Caracas, 29 de agosto de 2021

Voy a confesar un delito, aunque no creo que sea del todo grave. El otro día, sin saber si nos encontrábamos en semana de cuarentena radical, cuarentena light, flexibilización relajada o flexibilización severa, salí a cenar con mi esposa. No soy un negacionista del COVID-19, todo lo contrario. Me he cuidado tremendamente, pese a haberme contagiado. El sitio parecía ideal: una terraza ventilada bajo las estrellas. ¿La ciudad? Pues con un flujo natural. Las alcabalas ya cesaron (felizmente) hace unas semanas, y la autopista llena de vehículos nos recordaban aquellos años previos a los traumáticos 2016, 2017, 2018 y 2019: en donde se vivía una metrópolis relativamente normal. Con inflación, inseguridad y demás, pero “normal” dentro de lo cabe.

Pues el delito fue haber ido a cenar sin saber que la semana era de “cuarentena radical”. O “radical flexible”, como ahora le llaman. Lo que permite que ciertos rubros trabajen, pero no la hostelería. El sitio al que fuimos se veía normal; de hecho, nunca pensamos que nos encontrábamos en semana de cuarentena. Y no podíamos saberlo, ya que el desempeño actual dista mucho de las severas normas que se cumplían (con relativa cabalidad) el año pasado.

Hasta que sucedió lo que nunca nos había pensamos nos ocurriría: apagón total de luces y música. Primero pensamos que el sitio estaba migrando de ambiente, ya que fuimos a las 19h a cenar y el apagón se dio a las 21h. Duró como hasta las 21:30h, nadie nos decía nada. Luego pensábamos que se trataba de un problema técnico eléctrico, lo que nos hizo concluir la cena bajo el romántico flash del celular. Al finalizar, pedimos la cuenta, cancelamos y preparamos nuestras pertenencias para desalojar. Inmediatamente de pie, mientras caminábamos hacia la salida, entró la Guardia Nacional, pidiendo, gentilmente, a los comensales que pagaran y se retiraran. Ahí nos enteramos en cuál semana nos encontramos.

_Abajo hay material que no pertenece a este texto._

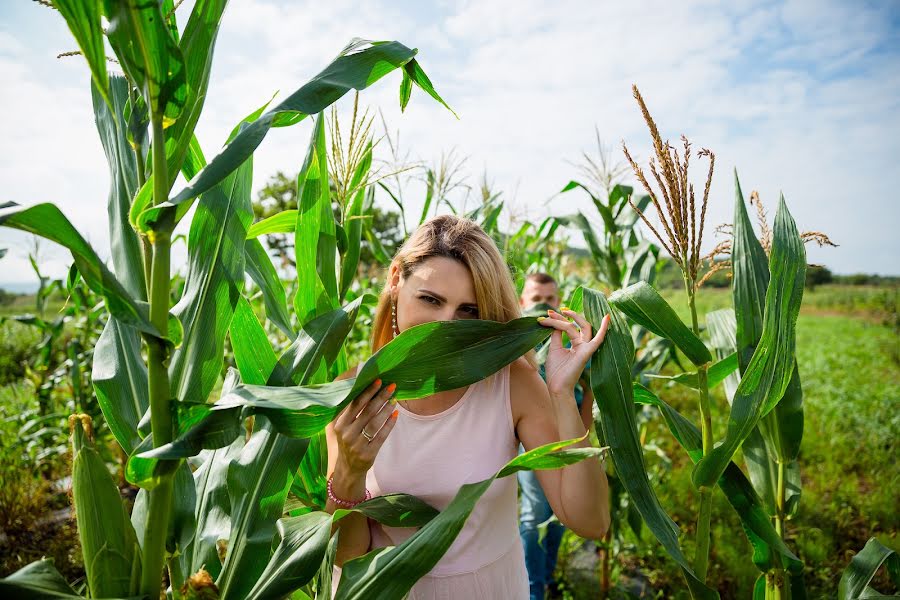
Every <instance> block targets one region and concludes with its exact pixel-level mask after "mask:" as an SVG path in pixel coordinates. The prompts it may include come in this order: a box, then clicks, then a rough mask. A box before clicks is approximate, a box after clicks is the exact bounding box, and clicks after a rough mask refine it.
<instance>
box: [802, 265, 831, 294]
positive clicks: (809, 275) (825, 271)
mask: <svg viewBox="0 0 900 600" xmlns="http://www.w3.org/2000/svg"><path fill="white" fill-rule="evenodd" d="M832 281H834V275H833V274H832V273H831V270H830V269H829V268H828V267H823V266H821V265H810V266H809V268H808V269H806V287H808V288H809V289H811V290H812V289H815V287H816V286H817V285H822V284H823V283H831V282H832Z"/></svg>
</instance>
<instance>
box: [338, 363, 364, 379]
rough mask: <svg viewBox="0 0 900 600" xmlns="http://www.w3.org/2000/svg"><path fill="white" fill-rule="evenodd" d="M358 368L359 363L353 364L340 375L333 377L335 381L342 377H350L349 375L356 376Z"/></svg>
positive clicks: (350, 377) (342, 377)
mask: <svg viewBox="0 0 900 600" xmlns="http://www.w3.org/2000/svg"><path fill="white" fill-rule="evenodd" d="M358 370H359V365H353V366H352V367H350V368H349V369H347V370H346V371H344V372H343V373H341V374H340V375H338V376H337V377H335V378H334V380H335V381H341V380H343V379H350V378H351V377H356V372H357V371H358Z"/></svg>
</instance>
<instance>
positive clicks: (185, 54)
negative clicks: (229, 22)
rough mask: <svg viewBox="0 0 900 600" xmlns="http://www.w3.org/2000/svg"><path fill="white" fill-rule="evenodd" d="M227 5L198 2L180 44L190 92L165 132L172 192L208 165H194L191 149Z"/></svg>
mask: <svg viewBox="0 0 900 600" xmlns="http://www.w3.org/2000/svg"><path fill="white" fill-rule="evenodd" d="M227 3H228V2H227V0H198V1H197V2H196V3H195V4H194V7H193V8H192V10H191V15H190V17H189V18H188V21H187V24H186V25H185V27H184V35H183V36H182V37H181V40H179V41H178V47H179V49H180V50H181V55H182V57H183V59H184V71H185V80H186V83H187V92H186V95H185V99H184V109H183V111H182V114H181V117H180V118H179V119H178V120H176V121H175V122H174V123H173V124H172V126H171V127H168V128H166V130H165V141H166V166H167V169H166V173H167V174H168V177H169V181H168V189H170V188H171V187H172V185H173V184H174V183H175V179H176V177H177V176H178V173H179V171H184V172H185V173H184V174H185V177H186V178H187V179H188V180H190V179H191V178H192V177H193V176H194V175H196V174H197V172H198V171H199V170H200V168H202V167H203V166H204V164H205V162H203V163H200V164H196V163H194V164H191V163H192V162H193V160H192V158H191V154H192V153H193V151H192V149H191V146H192V145H194V144H196V137H194V129H195V128H196V126H197V122H198V120H199V119H200V114H201V112H202V111H203V103H204V101H205V100H206V94H207V88H208V87H209V74H210V71H211V69H212V60H213V51H214V49H215V44H216V37H217V36H218V33H219V25H220V24H221V21H222V14H223V13H224V11H225V6H226V4H227ZM186 159H187V162H188V164H187V165H186V164H185V161H186ZM185 212H187V211H186V210H185ZM182 216H183V213H180V214H178V215H177V216H176V222H178V221H180V220H181V217H182Z"/></svg>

El siguiente artículo, más allá de una confesión de un delito, no busca criticar ni a las fuerzas del orden ni a los restauradores que tratan de trabajar. Es una situación doblemente compleja: la que enfrentan los gobiernos que deben velar por el interés colectivo (considerando que la economía estancada genera pobreza en la sociedad) y la que enfrentan los particulares que han sufrido más de un año de pandemia sin poder trabajar. O triple, porque luego estamos nosotros, los que no prestamos un servicio al público, y buscamos inútilmente respirar un poquito de normalidad.

No sé qué habrá sido de los dueños del sitio y cuáles consecuencias enfrentarían. El caso es que todos éramos cómplices de una actitud errada, al menos conforme a la ley. El evento se sintió como un desafío a la realidad, una que no sabemos todavía si es justa o no. Como aquellos trece años de prohibición en los Estados Unidos, durante los cuales proliferaron los speak easy (establecimientos clandestinos) para hacer catarsis de manera ilegal.

Si alguna enseñanza nos dejó aquel tiempo (muy distinto al actual en su esencia) es que el dinero está en la calle y en el trabajar. Sin ganas de incitar la ilegalidad, es sólo una lección de la historia: es posible (como ha ocurrido) que las normas se acaten por un período corto. Luego, irremediablemente, ocurrirá lo que ya viene pasando: el actuar en la ilegalidad. Un amigo negacionista me comentaba a propósito que al público le gusta esa sensación: comer a oscuras, entrar por las cocinas, que te saquen las fuerzas del orden y sentir que se va en contra del sistema. Es decir, toda una adrenalina que no comparto.

El corte de los 80 mil

En mi caso fue un restaurante, pero ejemplos hay por doquier. Uno emblemático lo leí esta semana. Era sobre un peluquero en Como (norte de Italia) que estuvo trabajando violando ciertas normas anti-COVID. La nota de prensa no ofrecía mucho detalle, pero seguramente su establecimiento no cumplía con el espacio reglamentario para el distanciamiento social. Cosa que es bastante habitual en Italia, en donde los sitios suelen ser pequeños y acogedores, como el país entero.

Pues a este peluquero lo cerraron por cinco días y lo multaron con 81.261 euros. Cifra impactante para alguien que cobrará un promedio de 20 euros el corte. Es decir, necesitará trabajar mucho para poder pagar la multa. Claro, el tema es que tampoco puede hacerlo, ya que eso fue lo que inicialmente lo sancionó. Un laberinto entrampado es la situación actual.